Face au gouvernement qui maintient sa réforme des retraites, les syndicats et la gauche jouent très gros sur la mobilisation de ce mardi. Les oppositions à la retraite à 64 ans espèrent que les grèves reconductibles dans des secteurs stratégiques contraignent Emmanuel Macron et Élisabeth Borne à renoncer.
Des grévistes, une France que les syndicats espèrent « à l’arrêt » et un bras de fer que les centrales veulent installer dans la durée. Alors que les notes des renseignements territoriaux évoquent 1,1 à 1,4 millions de personnes dans la rue ce mardi contre la retraite à 64 ans, la journée a de quoi donner quelques sueurs froides au gouvernement.
« L’ampleur de la grève mardi donnera une force propulsive pour la suite », avance le député insoumis Hadrien Clouet auprès de BFMTV.com.
« On joue notre va-tout »
Plusieurs secteurs stratégiques ont appelé à reconduire chaque jour leur grève, à l’instar de la RATP et la SNCF. Dans les raffineries, la possibilité d’une reconduction fait planer le risque d’une pénurie de carburant et l’impossibilité de faire sortir les camions-citernes.
Jusqu’à présent, les syndicats n’avaient pas choisi cette modalité d’action pour garder le soutien des Français, massivement opposés à la réforme, de sondages en sondages.
« On joue notre va-tout, c’est clair et net parce qu’Emmanuel Macron ne bouge pas. Il faut à tout prix que la journée de mobilisation enclenche des choses derrière. Sinon, on va dans le mur », résume encore un syndicaliste de la CFDT.
« Un succès » qui ne « veut pas dire que le gouvernement va lâcher »
Pour l’instant, les syndicats y croient, d’autant plus que ce ne sont pas les centrales au niveau national qui donneront leur assentiment, mais bien chaque fédération, très proche du terrain, qui peuvent avoir envie de passer à la vitesse supérieure.

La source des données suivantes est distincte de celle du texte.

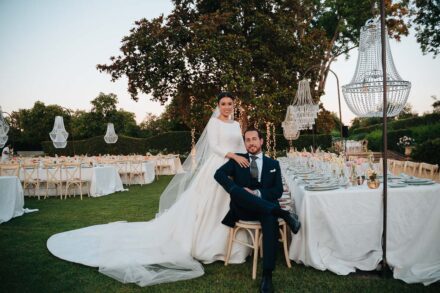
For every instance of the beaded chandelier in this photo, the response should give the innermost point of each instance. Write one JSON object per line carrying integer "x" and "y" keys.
{"x": 364, "y": 94}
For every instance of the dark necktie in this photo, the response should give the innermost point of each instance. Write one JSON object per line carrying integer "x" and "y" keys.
{"x": 254, "y": 167}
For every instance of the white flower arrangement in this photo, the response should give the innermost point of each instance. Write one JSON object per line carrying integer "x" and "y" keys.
{"x": 371, "y": 174}
{"x": 405, "y": 141}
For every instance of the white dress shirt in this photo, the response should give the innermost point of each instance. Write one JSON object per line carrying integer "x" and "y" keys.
{"x": 259, "y": 161}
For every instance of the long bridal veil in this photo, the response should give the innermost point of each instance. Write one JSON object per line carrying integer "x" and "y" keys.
{"x": 180, "y": 182}
{"x": 155, "y": 252}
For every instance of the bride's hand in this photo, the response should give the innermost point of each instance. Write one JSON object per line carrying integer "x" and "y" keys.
{"x": 242, "y": 161}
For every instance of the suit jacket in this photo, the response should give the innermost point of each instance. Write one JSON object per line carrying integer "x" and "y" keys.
{"x": 232, "y": 176}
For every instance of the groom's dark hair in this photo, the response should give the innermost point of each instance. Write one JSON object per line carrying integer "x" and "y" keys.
{"x": 260, "y": 136}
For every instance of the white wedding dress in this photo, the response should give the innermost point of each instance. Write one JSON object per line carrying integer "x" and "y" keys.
{"x": 167, "y": 248}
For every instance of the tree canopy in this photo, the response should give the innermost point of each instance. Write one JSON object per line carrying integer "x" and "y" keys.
{"x": 30, "y": 127}
{"x": 257, "y": 49}
{"x": 426, "y": 15}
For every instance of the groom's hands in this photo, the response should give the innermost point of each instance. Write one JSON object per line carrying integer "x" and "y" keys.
{"x": 242, "y": 161}
{"x": 255, "y": 192}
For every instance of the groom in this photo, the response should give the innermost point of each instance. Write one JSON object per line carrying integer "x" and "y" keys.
{"x": 254, "y": 192}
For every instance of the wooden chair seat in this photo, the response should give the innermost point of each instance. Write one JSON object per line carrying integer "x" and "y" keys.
{"x": 253, "y": 228}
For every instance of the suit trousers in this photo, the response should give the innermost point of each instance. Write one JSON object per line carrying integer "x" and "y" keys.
{"x": 249, "y": 207}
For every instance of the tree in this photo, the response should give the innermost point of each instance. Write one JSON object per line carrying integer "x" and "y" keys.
{"x": 407, "y": 112}
{"x": 426, "y": 16}
{"x": 325, "y": 122}
{"x": 104, "y": 110}
{"x": 256, "y": 49}
{"x": 436, "y": 104}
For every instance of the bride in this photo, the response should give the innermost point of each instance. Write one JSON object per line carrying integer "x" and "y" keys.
{"x": 187, "y": 228}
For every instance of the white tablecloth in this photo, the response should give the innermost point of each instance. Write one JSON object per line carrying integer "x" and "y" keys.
{"x": 105, "y": 180}
{"x": 148, "y": 167}
{"x": 342, "y": 230}
{"x": 11, "y": 198}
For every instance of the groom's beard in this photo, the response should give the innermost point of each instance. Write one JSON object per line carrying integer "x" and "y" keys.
{"x": 254, "y": 150}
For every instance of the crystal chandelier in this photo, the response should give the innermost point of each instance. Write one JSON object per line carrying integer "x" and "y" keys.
{"x": 4, "y": 128}
{"x": 364, "y": 94}
{"x": 59, "y": 135}
{"x": 305, "y": 110}
{"x": 290, "y": 125}
{"x": 110, "y": 135}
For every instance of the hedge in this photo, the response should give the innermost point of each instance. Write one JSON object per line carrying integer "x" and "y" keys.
{"x": 427, "y": 152}
{"x": 400, "y": 124}
{"x": 421, "y": 134}
{"x": 170, "y": 142}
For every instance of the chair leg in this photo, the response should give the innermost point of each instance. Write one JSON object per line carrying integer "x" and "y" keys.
{"x": 80, "y": 190}
{"x": 286, "y": 251}
{"x": 254, "y": 265}
{"x": 229, "y": 249}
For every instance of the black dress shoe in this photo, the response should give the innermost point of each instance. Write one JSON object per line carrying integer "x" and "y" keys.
{"x": 293, "y": 223}
{"x": 266, "y": 285}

« La journée sera évidemment un succès pour les organisations syndicales. Ce n’est pas possible autrement quand vous avez un tel refus de la population. Mais ça ne veut pas dire que le gouvernement va lâcher », nuance Bernard Vivier, le directeur de l’Institut supérieur du travail et fin connaisseur des négociations syndicale.
Avant d’ajouter: « le gouvernement n’est pas dans une posture de dialogue mais plutôt de maintien à tout prix ».
Macron droit dans ses bottes
Si l’exécutif a donné des gages de bonne volonté à la droite sénatoriale dont il a tout prix besoin pour faire voter son texte et pouvoir se réclamer d’une certaine légitimité parlementaire – après l’absence de vote à l’Assemblée nationale -, le dialogue est totalement rompu avec les centrales syndicales.
En cause: les propos d’Emmanuel Macron début février appelant à « l’esprit de responsabilité » des syndicats qui a fortement déplu à la CGT et à la CFDT.
Les échanges ne semblent guère plus fructueux avec les Français. Pendant le salon de l’agriculture, le président a été interpellé à de nombreuses reprises sur la réforme. Il l’a défendu bec et ongles en estimant qu’il n’y avait « qu’une solution: travailler davantage ».
« Tout autant déterminés que 15 ministres »
Pas de quoi décourager la gauche qui croit toujours possible de faire reculer le gouvernement. Elle garde en mémoire les grèves de 1995 qui ont bloqué la réforme des régimes spéciaux et le Contrat première embauche en 2006 qui n’a jamais été appliqué malgré sa promulgation.
« Les Premiers ministres Alain Juppé et Dominique de Villepin étaient tout autant déterminés. Ça ne les a pas empêché de reculer à la fin », observe le député Benjamin Lucas (Génération.s).
Le contexte politique est cependant très différent. Dans ces deux cas, les gouvernements étaient très divisés en interne sur l’opportunité de ces réformes et ont lâché leur projet, sous la pression de Jacques Chirac, sensible à la rue.
De quoi faire tourner la mobilisation à un bras de fer psychologique. « On veut montrer que les Français sont encore plus déterminés que 15 personnes en Conseil des ministres », résume ainsi la députée écologiste Marie Pochon.
« On attendra que ça passe »
Dans le camp de l’exécutif, on fait pour l’instant le dos rond en tablant sur un projet de loi voté fin mars.
« On serre les dents et si le conflit se durcit, il se durcit, c’est tout. On attendra que ça passe », décrypte un élu Renaissance.
Le gouvernement espère bien être parvenu à la fin des discussions parlementaires dans les prochaines semaines, avec probablement un 49.3 en bout de course à l’Assemblée nationale.